La nada, el blanco, el silencio, el vacío. El aburrimiento, el hastío por la vida, el fin del mundo. Las voces, la mente quebrada, los pelos arrancados, el abrazo a las piernas del guardia, las lágrimas. El blanco, la nada, el silencio, el vacío.
Habían pasado varios meses desde la creación de las cárceles de hastío. Cada día, más delincuentes terminaban en las salas asépticas y comenzaban con la lucha inacabable contra la nada. Los primeros sentenciados a estos centros sonreían, optimistas, por escapar de la pena de muerte. Se relamían ante los jueces mientras la opinión pública enseñaba los dientes y clamaba sangre, no silencio. Querían sufrimiento, y sufrimiento tuvieron.
Los delincuentes entraban en la habitación y se quedaban de pie, sin saber qué hacer. Contemplaban la carencia de todo. Ni ventanas ni muebles ni ninguna otra cosa más que la puerta de entrada. Un vacío enorme, pero un vacío más agradable que la oscuridad y la inexactitud del otro lado de la vida. O eso pensaban.
La primera semana, los presos aguantaban relativamente bien el peso del aburrimiento. Daban vueltas por la sala y buscaban juegos para entretenerse hasta la comida y la cena, que eran los dos únicos momentos del día donde se interrumpía la calma absoluta de la habitación insonorizada. Los presos devoraban lo que se les ponía delante, pero no por el hambre que tuviesen, sino por el gusto de escuchar el runrún de la comida en su boca. Muchas veces, se guardaban algunos cubiertos para jugar con ellos después, pero cuanto las cámaras de la sala de hastío captaban la presencia de un objeto, los guardias se lo arrebataban. No había clemencia.
Cuando llevaban meses en la sala, llegaba el caos. Imploraban por tener algo que hacer, lloraban de impotencia ante esa lucha insensible contra el blanco, que también se expandía por sus tripas y, sobre todo, por sus mentes; la locura de ese espacio inhumano fragmentaba sus cabezas.

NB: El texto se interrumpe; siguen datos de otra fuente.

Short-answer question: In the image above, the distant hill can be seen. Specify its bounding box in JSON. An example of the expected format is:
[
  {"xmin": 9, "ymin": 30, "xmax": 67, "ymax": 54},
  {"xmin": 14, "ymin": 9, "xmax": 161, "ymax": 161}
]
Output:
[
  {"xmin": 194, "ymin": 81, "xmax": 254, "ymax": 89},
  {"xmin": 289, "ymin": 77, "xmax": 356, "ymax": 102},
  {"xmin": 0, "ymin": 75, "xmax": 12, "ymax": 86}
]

Había reclusos que se inventaban personalidades diferentes para hablar y discutir consigo mismos. Otros no dejaban de crear historias para narrarlas en voz alta y así cobijarse en el sonido de sus voces. Era su herramienta de defensa, el escudo ante todo aquello que les venía grande.
Pero siempre se llegaba al límite. A la súplica, al llanto incontenible, a las peticiones para salir de allí y, también, a las autolesiones. Había un momento en el que se traspasaba la línea entre la cordura y la locura, y la sala de hastío se convertía en un rincón de morbosidad y repugnancia. Algunos, cuando ya no podían más, se golpeaban contra las paredes para reventarse la cabeza o se intentaban arrancar las uñas. La sangre decoraba aquel espacio límpido y le proporcionaba la vitalidad que necesitaba. Sin darse cuenta, los presos acababan convirtiéndose en cascarones vacíos que contemplaban fijamente la puerta; esperaban al guardia para pedirle que los sacara de allí, que les diera algo que hacer. Lo que fuese, pero algo que permitiese mantener ocupadas las manos y la mente, tan destrozada esta última por la ausencia de todo, por el spleen exacerbado. Nunca había suerte. El final era el mismo. La sangre y las vísceras y los gritos de socorro y los silencios vacíos y la existencia muerta y los dedos en los ojos y los puñetazos en la cara y la ansiedad y la angustia de no tener nada más para vivir que una línea imperturbable que no dice nada.
Años después de su incorporación, las cárceles de hastío habían logrado que se suicidasen el noventa y cinco por ciento de los reclusos.